- Gilead's antiviral drug remdesivir, newly shown to help speed recovery in patients hospitalized with COVID-19, would be cost effective at a price as high as $4,460, according to a new analysis from the Institute for Clinical and Economic Review, a nonprofit group that's gained influence for its drug cost research.
- But that estimate, which ICER published Friday, is largely dependent on whether remdesivir helps save lives when used to treat COVID-19. Recently released results from a government-run study found treatment reduced the median time to clinical recovery versus placebo, but didn't yet prove the drug lessened patients' risk of dying.
- Gilead hasn't divulged how it plans to price remdesivir, which on Friday was authorized by the Food and Drug Administration for emergency use in COVID-19. The company is donating its current supply of the drug, roughly 1.5 million individual doses.
Gilead faces a particularly consequential choice.
Remdesivir is the first drug shown to be effective in treating COVID-19 in a randomized, placebo-controlled study. While the full results of that trial are not yet known, the FDA has already moved quickly to grant an Emergency Use Authorization, allowing Gilead drug supplies to be distributed broadly. Comments from the company suggest a full approval might not be that far off.
If that does occur, Gilead would have the first branded drug approved for a disease with no treatments, potentially making remdesivir the standard treatment for patients hospitalized with worsening COVID-19 symptoms.
However Gilead prices remdesivir, the scrutiny will be immediate and, if the company is perceived to be prioritizing profits, likely harsh.
Its decision to donate all of its current supply, likely enough to last through early summer, forestalls a near-term price announcement. The emergency authorization given by the FDA, meanwhile, puts the decision on which cities and hospitals get access to the drug first in the hands of the U.S. government.
On a recent conference call, Gilead CEO Daniel O'Day deferred talking about how the company plans to price and distribute remdesivir, saying it will address those issues "in the near future."
"We deeply respect and appreciate the fact that, when we get into millions of doses, we have to have a sustainable economic model that works here and that achieves access to affordability to patients around the world," he added.
In the meantime, however, ICER has set a starting point for the debate in releasing its new estimate, which the group acknowledges is highly uncertain given the limited clinical data available.
"The consequential discussion about the tradeoffs and priorities involved with different pricing approaches cannot wait," said Steven Pearson, ICER's president, in a statement issued Friday.
ICER's estimate of $4,460 for a cost-effective price for remdesivir was higher than some analysts expected, particularly for a group which has frequently sparred with the drug industry over the prices of new medicines.

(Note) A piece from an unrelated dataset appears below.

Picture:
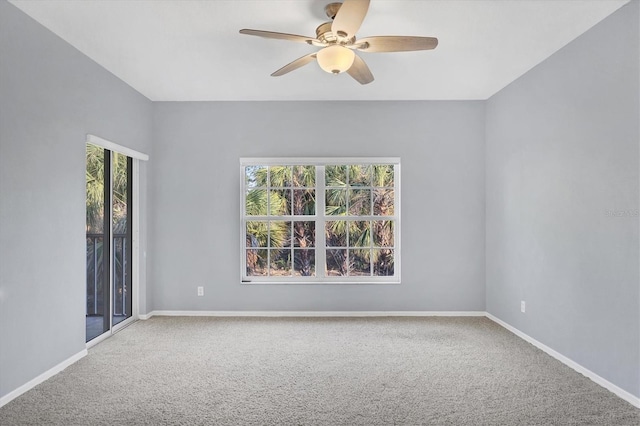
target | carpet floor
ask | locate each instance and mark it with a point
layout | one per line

Almost all of the value captured by ICER's price, however, is dependent on remdesivir reducing the rate of death in hospitalized COVID-19 patients. Results from a trial led by the National Institute of Allergy and Infectious Diseases found remdesivir treatment was associated with a lower death rate than placebo, but the difference wasn't great enough to be judged statistically significant.
Without evidence proving remdesivir can save lives, ICER puts the drug's cost-effective price much lower, at $390.

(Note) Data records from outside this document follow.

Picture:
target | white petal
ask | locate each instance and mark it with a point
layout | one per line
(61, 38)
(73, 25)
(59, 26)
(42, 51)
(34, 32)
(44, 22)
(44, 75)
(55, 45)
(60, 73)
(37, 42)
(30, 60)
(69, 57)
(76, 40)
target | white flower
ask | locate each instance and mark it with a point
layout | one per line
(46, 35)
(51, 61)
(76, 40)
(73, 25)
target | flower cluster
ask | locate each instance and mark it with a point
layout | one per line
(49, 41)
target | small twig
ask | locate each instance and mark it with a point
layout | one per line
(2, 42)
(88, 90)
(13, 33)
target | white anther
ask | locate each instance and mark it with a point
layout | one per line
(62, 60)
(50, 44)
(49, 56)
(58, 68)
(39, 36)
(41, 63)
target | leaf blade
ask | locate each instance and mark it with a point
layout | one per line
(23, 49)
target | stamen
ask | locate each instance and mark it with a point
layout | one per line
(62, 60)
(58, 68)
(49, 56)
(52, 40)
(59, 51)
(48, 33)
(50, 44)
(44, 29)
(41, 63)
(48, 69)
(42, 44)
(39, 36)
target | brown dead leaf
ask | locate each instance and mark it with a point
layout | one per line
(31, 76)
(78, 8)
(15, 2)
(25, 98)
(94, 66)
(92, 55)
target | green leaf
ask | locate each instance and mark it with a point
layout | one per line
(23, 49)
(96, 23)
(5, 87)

Neither price point, however, accounts for the potential benefits remdesivir could bring to overtaxed healthcare systems by freeing up treatment capacity.
ICER also attempted to estimate the cost of manufacturing remdesivir, drawing heavily from a study published in the Journal of Virus Eradication. It determined Gilead's "cost recovery price" for remdesivir to be only $10 for one 10-day treatment course, but that estimate has many notable limitations.
The study ICER used lacked data on production of remdesivir's active ingredient, and ICER chose to set research and development costs to zero for the purposes of calculating the cost-recovery price. In addition, the group assumed no capital expenditures by Gilead.
In fact, Gilead has spent $50 million through March on manufacturing and clinical development of remdesivir, and executives recently said the company plans to spend as much as $950 million more through the rest of this year.
Gilead did not return a request from BioPharma Dive for comment before publication.